Tech Stack
BigQueryGrafanaKafkaKubernetesPostgresPrometheusPythonTerraform
About the role
- Design, provision, and operate our core platform: multi-env/multi-region Kubernetes clusters; networking, security, and identities; storage (object store, tables/iceberg/“DuckLake”), and runtime for Python jobs, notebooks, and services.
- Build code abstractions: Python CLIs/SDKs, templates, and controllers that abstract infra into simple workflows.
- Define IaC standards (Terraform, Helm) for everything: clusters, apps, policies, and data runtimes.
- Design and implement platform control plane: end user secrets management, cost controls, tenant/resource limits, SSO, and scheduling.
- Ship observability as a product: metrics/logs/traces, golden dashboards, SLIs/SLOs, runbooks, and incident/postmortem practice.
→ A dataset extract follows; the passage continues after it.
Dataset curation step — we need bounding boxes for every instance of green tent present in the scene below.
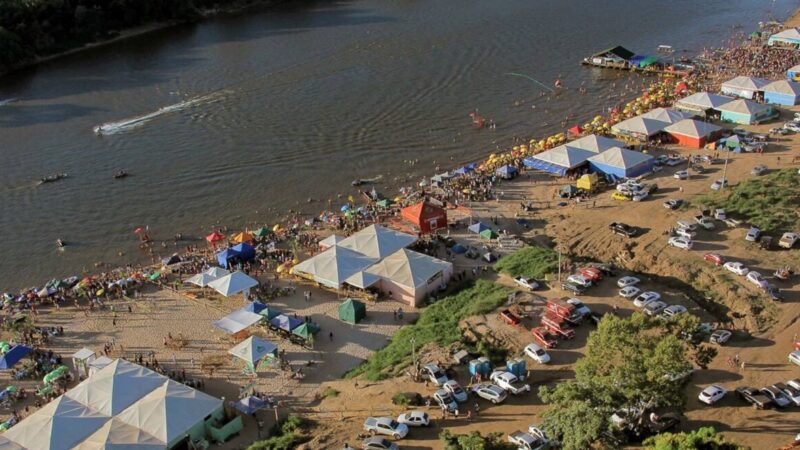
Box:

- Work intensively with the CTO and software engineers in the team on all of the above.
Requirements
- 5+ years in Platform/SRE/DevInfra roles (or equivalent impact) building and running production systems.
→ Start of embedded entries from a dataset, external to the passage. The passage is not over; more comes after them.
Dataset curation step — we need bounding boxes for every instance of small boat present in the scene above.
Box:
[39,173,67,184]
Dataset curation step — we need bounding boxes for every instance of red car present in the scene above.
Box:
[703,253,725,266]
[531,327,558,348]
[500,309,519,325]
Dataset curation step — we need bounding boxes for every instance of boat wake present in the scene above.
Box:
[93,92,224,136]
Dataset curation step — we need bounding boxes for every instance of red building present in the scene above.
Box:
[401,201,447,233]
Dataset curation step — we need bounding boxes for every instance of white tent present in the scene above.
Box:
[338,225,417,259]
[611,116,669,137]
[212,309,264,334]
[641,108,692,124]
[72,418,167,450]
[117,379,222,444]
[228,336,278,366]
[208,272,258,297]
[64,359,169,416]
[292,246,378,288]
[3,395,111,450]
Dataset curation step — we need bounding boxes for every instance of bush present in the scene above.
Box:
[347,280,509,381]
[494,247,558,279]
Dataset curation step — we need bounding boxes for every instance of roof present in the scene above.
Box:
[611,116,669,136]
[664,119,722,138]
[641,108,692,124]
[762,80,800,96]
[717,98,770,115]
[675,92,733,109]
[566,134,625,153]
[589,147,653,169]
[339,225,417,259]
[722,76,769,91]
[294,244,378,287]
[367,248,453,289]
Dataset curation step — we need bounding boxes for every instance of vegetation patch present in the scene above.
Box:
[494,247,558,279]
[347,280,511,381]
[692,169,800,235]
- Strong Python used for automation/tooling (CLIs, bots, controllers/operators, SDKs).
- Deep Kubernetes experience (cluster ops, Helm/Kustomize, controllers/operators, container networking).
- Practical observability (Prometheus/Grafana/OpenTelemetry or similar), performance tuning, and incident response.
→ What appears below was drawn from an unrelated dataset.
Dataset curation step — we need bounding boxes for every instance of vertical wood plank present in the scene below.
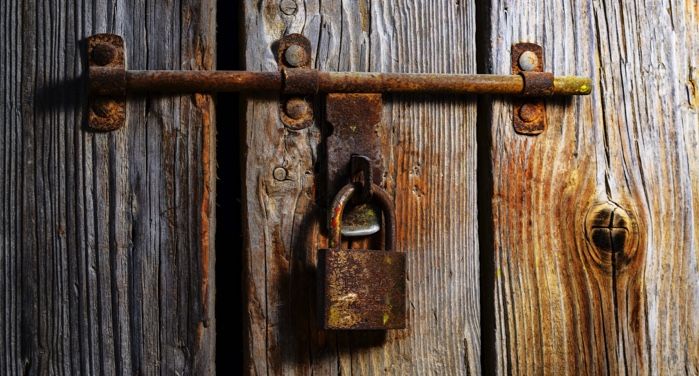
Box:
[243,0,481,375]
[0,0,215,375]
[485,0,699,374]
- Running Python data pipelines/apps in production (dlt, dbt, Polars, DuckDB, Iceberg) (nice-to-have).
- Storage & query engines: Parquet, Iceberg, DuckDB/MotherDuck, BigQuery/Snowflake/Postgres (nice-to-have).
- Eventing/streaming (Kafka/Pub/Sub), batch schedulers, or serverless Python runtimes (nice-to-have).
- Security & supply-chain hardening (images, SBOMs, policy-as-code, secret rotation) (nice-to-have).
- OSS contributions or demo-driven platform work you can show us (nice-to-have).